O Ilê Axé Nassô Okâ foi descrito pelo poeta Francisco Alvim (1984) como “A MÃE DE TODAS AS CASAS” e não é pra menos, para além de ser reconhecido como a primeira casa de orixá fundada no brasil é da fundação do Terreiro Casa Branca que sai nomes de suma importância para o candomblé no Brasil, como Ialorixá Maria Júlia da Conceição Nazaré, matriarca do Terreiro do Gantois, e a Ialorixá Eugênia Ana dos Santos, matriarca do Axé Opô Afonjá. E tantas outras que enraizaram a partir dali e foram para muito além da Bahia.
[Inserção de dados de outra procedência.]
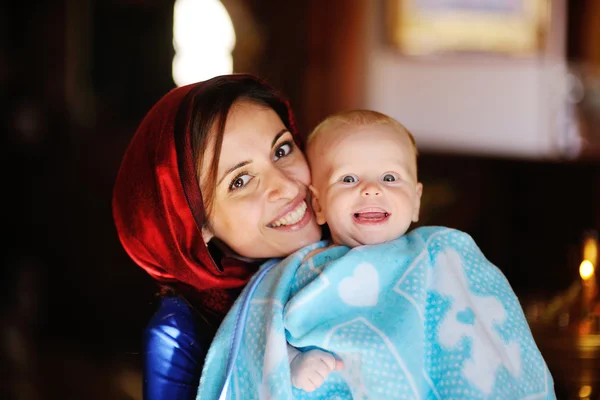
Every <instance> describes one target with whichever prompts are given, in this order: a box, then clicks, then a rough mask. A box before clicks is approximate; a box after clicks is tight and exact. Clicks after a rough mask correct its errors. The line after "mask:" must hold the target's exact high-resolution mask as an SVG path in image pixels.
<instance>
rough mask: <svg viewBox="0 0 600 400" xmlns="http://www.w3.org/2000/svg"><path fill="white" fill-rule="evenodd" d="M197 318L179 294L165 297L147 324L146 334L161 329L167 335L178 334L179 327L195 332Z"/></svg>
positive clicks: (189, 331)
mask: <svg viewBox="0 0 600 400" xmlns="http://www.w3.org/2000/svg"><path fill="white" fill-rule="evenodd" d="M196 320H197V318H194V315H193V313H192V310H191V308H190V306H189V305H188V304H187V303H186V302H185V300H183V299H182V298H180V297H177V296H169V297H163V298H162V299H161V300H160V304H159V307H158V310H156V312H155V313H154V315H153V316H152V319H150V322H149V323H148V325H147V326H146V334H151V333H155V332H157V331H161V332H163V333H164V334H165V335H167V336H173V335H178V334H176V330H178V329H181V330H183V331H186V332H193V331H195V330H196V329H197V325H198V323H197V321H196Z"/></svg>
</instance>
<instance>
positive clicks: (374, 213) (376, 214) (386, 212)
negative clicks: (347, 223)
mask: <svg viewBox="0 0 600 400" xmlns="http://www.w3.org/2000/svg"><path fill="white" fill-rule="evenodd" d="M352 217H353V218H354V221H356V222H358V223H359V224H366V225H373V224H379V223H382V222H385V221H387V219H388V218H389V217H390V213H388V212H387V211H385V210H372V209H371V210H361V211H359V212H355V213H354V214H352Z"/></svg>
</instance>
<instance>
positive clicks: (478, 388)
mask: <svg viewBox="0 0 600 400" xmlns="http://www.w3.org/2000/svg"><path fill="white" fill-rule="evenodd" d="M326 245H327V243H326V242H319V243H316V244H314V245H311V246H308V247H306V248H303V249H301V250H299V251H298V252H296V253H295V254H293V255H291V256H289V257H287V258H286V259H284V260H283V261H279V260H274V261H271V262H268V263H266V264H265V265H263V266H262V267H261V269H260V270H259V272H258V273H257V274H256V275H255V276H254V277H253V279H252V280H251V282H250V283H249V285H248V286H247V287H246V289H245V290H244V292H243V293H242V295H241V296H240V298H239V299H238V301H237V302H236V304H235V305H234V307H233V308H232V310H231V311H230V312H229V314H228V315H227V317H226V318H225V320H224V321H223V324H222V325H221V327H220V328H219V331H218V333H217V336H216V337H215V339H214V341H213V344H212V346H211V348H210V350H209V352H208V355H207V357H206V360H205V364H204V370H203V373H202V378H201V381H200V387H199V392H198V397H197V398H198V399H206V400H212V399H219V398H222V399H244V400H250V399H294V398H295V399H450V398H453V399H502V400H508V399H555V398H556V397H555V395H554V389H553V381H552V377H551V375H550V372H549V371H548V368H547V366H546V363H545V362H544V359H543V358H542V355H541V354H540V352H539V350H538V348H537V346H536V344H535V342H534V340H533V337H532V335H531V332H530V330H529V327H528V325H527V322H526V320H525V317H524V315H523V312H522V309H521V306H520V304H519V301H518V299H517V297H516V296H515V294H514V293H513V291H512V289H511V287H510V285H509V283H508V282H507V280H506V278H505V277H504V275H503V274H502V273H501V272H500V271H499V270H498V269H497V268H496V267H495V266H494V265H492V264H491V263H490V262H489V261H488V260H487V259H486V258H485V256H484V255H483V254H482V253H481V251H480V250H479V249H478V247H477V245H476V244H475V243H474V241H473V240H472V239H471V237H470V236H469V235H467V234H465V233H463V232H460V231H456V230H452V229H447V228H439V227H423V228H418V229H415V230H413V231H412V232H410V233H408V234H406V235H404V236H403V237H401V238H399V239H397V240H394V241H391V242H388V243H384V244H380V245H374V246H360V247H356V248H354V249H349V248H347V247H342V246H340V247H331V248H328V249H326V250H325V251H323V252H321V253H318V254H316V255H315V256H313V257H311V258H309V259H308V260H307V261H305V262H303V259H304V257H305V256H306V255H307V254H308V253H309V252H310V251H311V250H313V249H315V248H319V247H324V246H326ZM286 340H287V341H288V342H289V343H290V344H291V345H292V346H294V347H297V348H300V349H310V348H313V347H318V348H321V349H324V350H326V351H329V352H331V353H333V354H335V355H336V356H337V357H339V358H341V359H342V360H343V362H344V368H343V370H341V371H335V372H333V373H332V374H331V375H330V376H329V378H328V379H327V380H326V381H325V383H324V384H323V385H322V386H321V387H320V388H319V389H317V390H316V391H314V392H312V393H306V392H303V391H302V390H299V389H296V388H293V387H292V386H291V382H290V370H289V361H288V356H287V352H286Z"/></svg>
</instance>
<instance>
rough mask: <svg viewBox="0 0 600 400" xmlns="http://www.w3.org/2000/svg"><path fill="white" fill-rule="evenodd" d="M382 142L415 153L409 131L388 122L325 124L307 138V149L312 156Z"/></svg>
mask: <svg viewBox="0 0 600 400" xmlns="http://www.w3.org/2000/svg"><path fill="white" fill-rule="evenodd" d="M384 142H385V144H386V146H398V147H402V148H411V149H412V150H414V153H415V155H416V146H415V142H414V139H413V138H412V135H411V134H410V132H408V131H407V130H406V129H404V128H403V127H402V126H401V125H398V126H395V125H393V124H389V123H369V124H349V123H339V124H335V125H331V126H327V127H326V128H324V129H322V130H321V131H319V132H318V133H317V134H316V135H314V136H313V137H311V138H309V142H308V145H307V151H308V152H309V153H312V154H313V155H314V156H317V155H318V156H323V155H327V153H328V151H329V150H331V149H337V150H341V149H340V147H342V148H344V149H345V150H351V149H352V148H353V147H354V146H365V147H369V146H370V145H372V146H377V145H379V144H381V143H384Z"/></svg>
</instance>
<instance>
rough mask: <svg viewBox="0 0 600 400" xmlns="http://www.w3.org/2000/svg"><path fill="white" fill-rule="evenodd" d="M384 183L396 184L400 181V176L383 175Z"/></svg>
mask: <svg viewBox="0 0 600 400" xmlns="http://www.w3.org/2000/svg"><path fill="white" fill-rule="evenodd" d="M381 180H382V181H384V182H395V181H397V180H398V176H397V175H396V174H389V173H388V174H385V175H383V177H382V178H381Z"/></svg>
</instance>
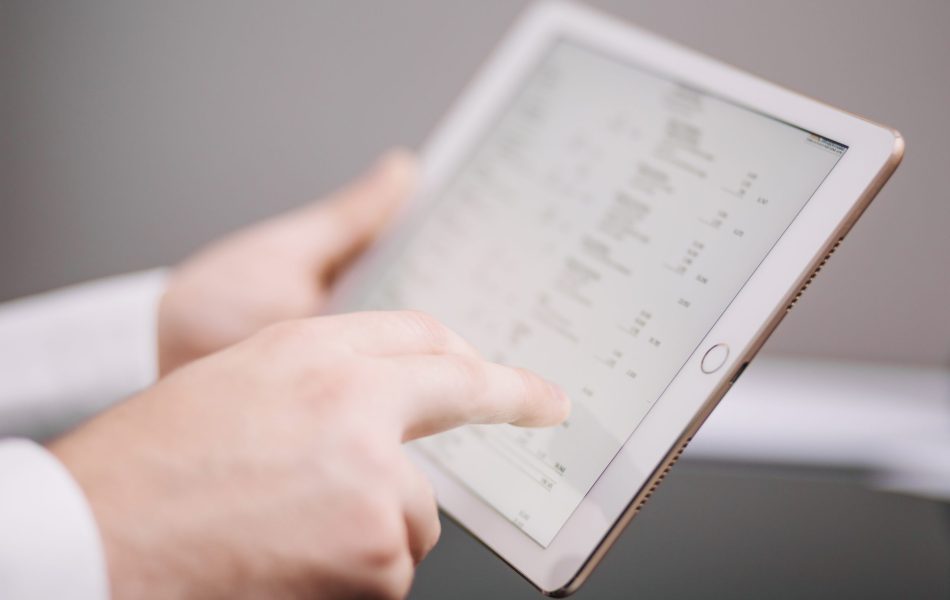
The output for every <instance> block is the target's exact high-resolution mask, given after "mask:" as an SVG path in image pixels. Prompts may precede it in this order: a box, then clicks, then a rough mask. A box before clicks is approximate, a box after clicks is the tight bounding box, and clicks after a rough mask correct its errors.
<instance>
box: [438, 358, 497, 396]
mask: <svg viewBox="0 0 950 600" xmlns="http://www.w3.org/2000/svg"><path fill="white" fill-rule="evenodd" d="M446 360H447V363H448V364H449V365H450V366H451V368H452V369H453V370H454V371H455V375H456V376H457V377H458V379H459V381H460V382H461V384H462V385H463V386H464V387H465V388H466V389H468V390H469V391H470V392H471V393H472V396H474V397H481V396H482V395H483V393H484V391H485V388H486V387H487V385H488V374H487V373H486V372H485V366H484V364H483V363H482V362H481V361H479V360H476V359H473V358H469V357H467V356H450V357H447V359H446Z"/></svg>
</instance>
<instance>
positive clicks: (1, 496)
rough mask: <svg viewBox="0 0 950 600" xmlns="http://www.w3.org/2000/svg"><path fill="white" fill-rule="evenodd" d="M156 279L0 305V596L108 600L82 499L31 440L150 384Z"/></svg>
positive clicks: (79, 491)
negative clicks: (67, 598) (72, 598)
mask: <svg viewBox="0 0 950 600" xmlns="http://www.w3.org/2000/svg"><path fill="white" fill-rule="evenodd" d="M164 287H165V275H164V272H163V271H161V270H155V271H147V272H143V273H136V274H132V275H125V276H121V277H114V278H111V279H105V280H102V281H97V282H93V283H88V284H84V285H81V286H75V287H71V288H66V289H63V290H59V291H55V292H51V293H47V294H43V295H40V296H36V297H33V298H26V299H23V300H17V301H14V302H10V303H7V304H3V305H0V598H2V599H3V600H20V599H30V600H33V599H37V600H42V599H46V598H57V599H58V598H76V599H86V598H88V599H90V600H99V599H107V598H108V597H109V578H108V573H107V571H106V561H105V555H104V553H103V548H102V543H101V540H100V537H99V531H98V528H97V526H96V522H95V519H94V518H93V514H92V511H91V509H90V507H89V505H88V503H87V502H86V498H85V496H84V495H83V492H82V490H81V489H80V488H79V486H78V485H77V483H76V482H75V481H74V480H73V478H72V477H71V475H70V474H69V472H68V471H67V470H66V468H65V467H64V466H63V465H62V464H60V463H59V462H58V461H57V460H56V458H55V457H54V456H53V455H52V454H50V453H49V452H47V451H46V450H45V449H44V448H43V447H42V446H40V445H39V444H38V443H36V441H33V440H44V439H48V438H50V437H52V436H54V435H56V434H58V433H61V432H62V431H64V430H66V429H69V428H70V427H73V426H75V425H76V424H78V423H80V422H81V421H83V420H85V419H86V418H88V417H90V416H92V415H94V414H96V413H97V412H99V411H101V410H103V409H105V408H107V407H108V406H110V405H111V404H113V403H115V402H117V401H119V400H121V399H123V398H125V397H127V396H129V395H130V394H133V393H135V392H136V391H138V390H140V389H142V388H143V387H146V386H147V385H149V384H151V383H152V381H154V379H155V375H156V357H155V350H156V339H155V338H156V332H155V322H156V312H157V311H156V309H157V305H158V300H159V298H160V297H161V294H162V292H163V290H164Z"/></svg>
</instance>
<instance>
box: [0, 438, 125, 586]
mask: <svg viewBox="0 0 950 600" xmlns="http://www.w3.org/2000/svg"><path fill="white" fill-rule="evenodd" d="M0 598H3V599H4V600H46V599H50V600H53V599H59V598H77V599H82V600H107V599H108V598H109V580H108V575H107V570H106V560H105V553H104V552H103V548H102V542H101V540H100V537H99V530H98V528H97V527H96V522H95V519H94V518H93V515H92V511H91V509H90V508H89V505H88V504H87V502H86V498H85V496H84V495H83V493H82V490H81V489H80V488H79V486H78V484H77V483H76V482H75V481H74V480H73V478H72V477H71V476H70V474H69V472H68V471H67V470H66V468H65V467H64V466H63V465H62V464H60V462H59V461H57V460H56V458H55V457H53V456H52V455H51V454H50V453H49V452H47V451H46V450H45V449H44V448H43V447H42V446H39V445H37V444H35V443H33V442H31V441H28V440H17V439H10V440H0Z"/></svg>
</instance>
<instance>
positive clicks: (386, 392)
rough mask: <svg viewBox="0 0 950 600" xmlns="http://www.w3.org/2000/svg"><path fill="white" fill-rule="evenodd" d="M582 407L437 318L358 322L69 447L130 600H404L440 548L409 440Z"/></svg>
mask: <svg viewBox="0 0 950 600" xmlns="http://www.w3.org/2000/svg"><path fill="white" fill-rule="evenodd" d="M567 411H568V401H567V399H566V398H565V396H564V395H563V393H561V392H560V391H559V390H558V389H557V388H556V387H554V386H553V385H551V384H548V383H547V382H545V381H544V380H542V379H540V378H539V377H537V376H535V375H533V374H531V373H529V372H527V371H523V370H520V369H514V368H510V367H504V366H501V365H497V364H492V363H489V362H485V361H484V360H482V359H481V358H480V357H479V356H478V354H477V353H476V352H475V351H474V350H473V349H472V348H471V347H470V346H469V345H468V344H467V343H466V342H464V341H463V340H462V339H461V338H459V337H458V336H457V335H456V334H454V333H452V332H451V331H449V330H448V329H446V328H445V327H444V326H442V325H440V324H439V323H438V322H436V321H434V320H433V319H431V318H430V317H427V316H425V315H423V314H420V313H414V312H391V313H355V314H349V315H341V316H334V317H322V318H314V319H307V320H299V321H291V322H286V323H281V324H279V325H275V326H271V327H269V328H267V329H265V330H264V331H262V332H260V333H258V334H257V335H255V336H253V337H251V338H249V339H247V340H245V341H244V342H241V343H239V344H237V345H235V346H232V347H230V348H228V349H227V350H224V351H222V352H220V353H218V354H214V355H211V356H209V357H206V358H204V359H201V360H198V361H196V362H194V363H191V364H189V365H187V366H186V367H183V368H182V369H179V370H178V371H176V372H175V373H173V374H172V375H170V376H169V377H167V378H165V379H163V380H161V381H160V382H159V383H158V384H157V385H155V386H154V387H152V388H151V389H149V390H146V391H145V392H143V393H141V394H140V395H138V396H135V397H133V398H131V399H130V400H129V401H127V402H125V403H123V404H121V405H119V406H117V407H115V408H113V409H112V410H110V411H108V412H106V413H105V414H103V415H101V416H99V417H97V418H95V419H93V420H92V421H91V422H89V423H87V424H86V425H84V426H83V427H81V428H80V429H78V430H77V431H75V432H74V433H72V434H70V435H68V436H67V437H65V438H63V439H61V440H59V441H57V442H55V443H54V444H53V445H52V446H51V450H52V451H53V452H54V453H55V454H56V455H57V456H58V457H59V459H60V460H61V461H62V462H63V464H65V465H66V467H67V468H68V469H69V470H70V471H71V472H72V474H73V475H74V477H75V478H76V480H77V481H78V482H79V484H80V486H81V487H82V488H83V490H84V492H85V494H86V496H87V498H88V499H89V502H90V505H91V506H92V509H93V512H94V514H95V516H96V519H97V521H98V523H99V528H100V531H101V534H102V538H103V540H104V545H105V549H106V555H107V560H108V564H109V575H110V580H111V586H112V592H113V596H114V598H116V599H122V598H139V597H145V596H150V597H161V598H172V597H174V598H184V597H190V598H198V597H200V598H209V597H213V598H302V597H306V598H329V597H333V598H339V597H360V598H362V597H371V598H377V597H378V598H401V597H402V596H404V595H405V594H406V593H407V591H408V589H409V585H410V583H411V580H412V574H413V565H414V563H417V562H418V561H419V560H421V559H422V557H423V556H424V555H425V554H426V553H427V552H428V551H429V549H430V548H431V547H432V546H433V544H434V543H435V541H436V539H437V538H438V536H439V520H438V514H437V512H436V503H435V500H434V498H433V494H432V491H431V488H430V486H429V484H428V483H427V481H426V480H425V478H424V477H423V476H422V475H421V473H420V472H419V471H417V470H416V468H415V467H414V466H413V465H412V464H411V463H410V462H409V460H408V458H407V456H406V455H405V454H404V453H403V451H402V448H401V444H402V442H405V441H407V440H411V439H414V438H417V437H419V436H424V435H429V434H432V433H436V432H438V431H442V430H445V429H448V428H451V427H455V426H457V425H461V424H463V423H504V422H513V423H515V424H520V425H553V424H556V423H558V422H559V421H561V420H562V419H564V418H565V417H566V416H567Z"/></svg>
A mãe de todas as casas teve sua importância reconhecida dentro e fora do terreiro:
“O valor da produção cultural do povo-de-santo da Casa Branca do Engenho Velho é amplamente reconhecido por intelectuais de renome; como já se viu, a restauração da Praça de Oxum foi feita com base em projeto do arquiteto Oscar Niemeyer, que o presenteou à comunidade do templo de Iyá Nassô; artistas, escritores e cientistas, a exemplo de Carybé, Chico Buarque, Jorge Amado, Gilberto Gil, Francisco Alvim, José Carlos Capinan, Caetano Veloso, Pedro Agostinho, Abdias Nascimento, Elisa Larkin Nascimento, Joel Rufino, Emerson Andrade Sales, Naomar Monteiro de Almeida Filho, Débora Nunes e muitos outros já deram testemunho de seu respeito por esta Casa, que é o primeiro monumento negro a ser reconhecido como patrimônio histórico do Brasil e o primeiro templo de um culto de origem africana a ter tal reconhecimento nas Américas (SERRA,2005).
(SERRA, p. 13, 2008)
A luta pelo reconhecimento e defesa do Ilê Axé resultou no tombamento do Ilê Axé Nassô Okâ pelo IPHAN, Instituto do Patrimônio Histórico e Artístico Nacional, e foi declarado como patrimônio material nacional. Foi o primeiro terreiro do Brasil a receber tal reconhecimento. O ato de patrimonialização do Terreiro Casa Branca do Engenho Velho identifica esse espaço como peça importante da cultura afro-brasileira conservando assim sua história e tradição. Esses espaços vão muito além de construções físicas. São espaços que zelam pela memória, tradição e da espiritualidade afro-brasileira.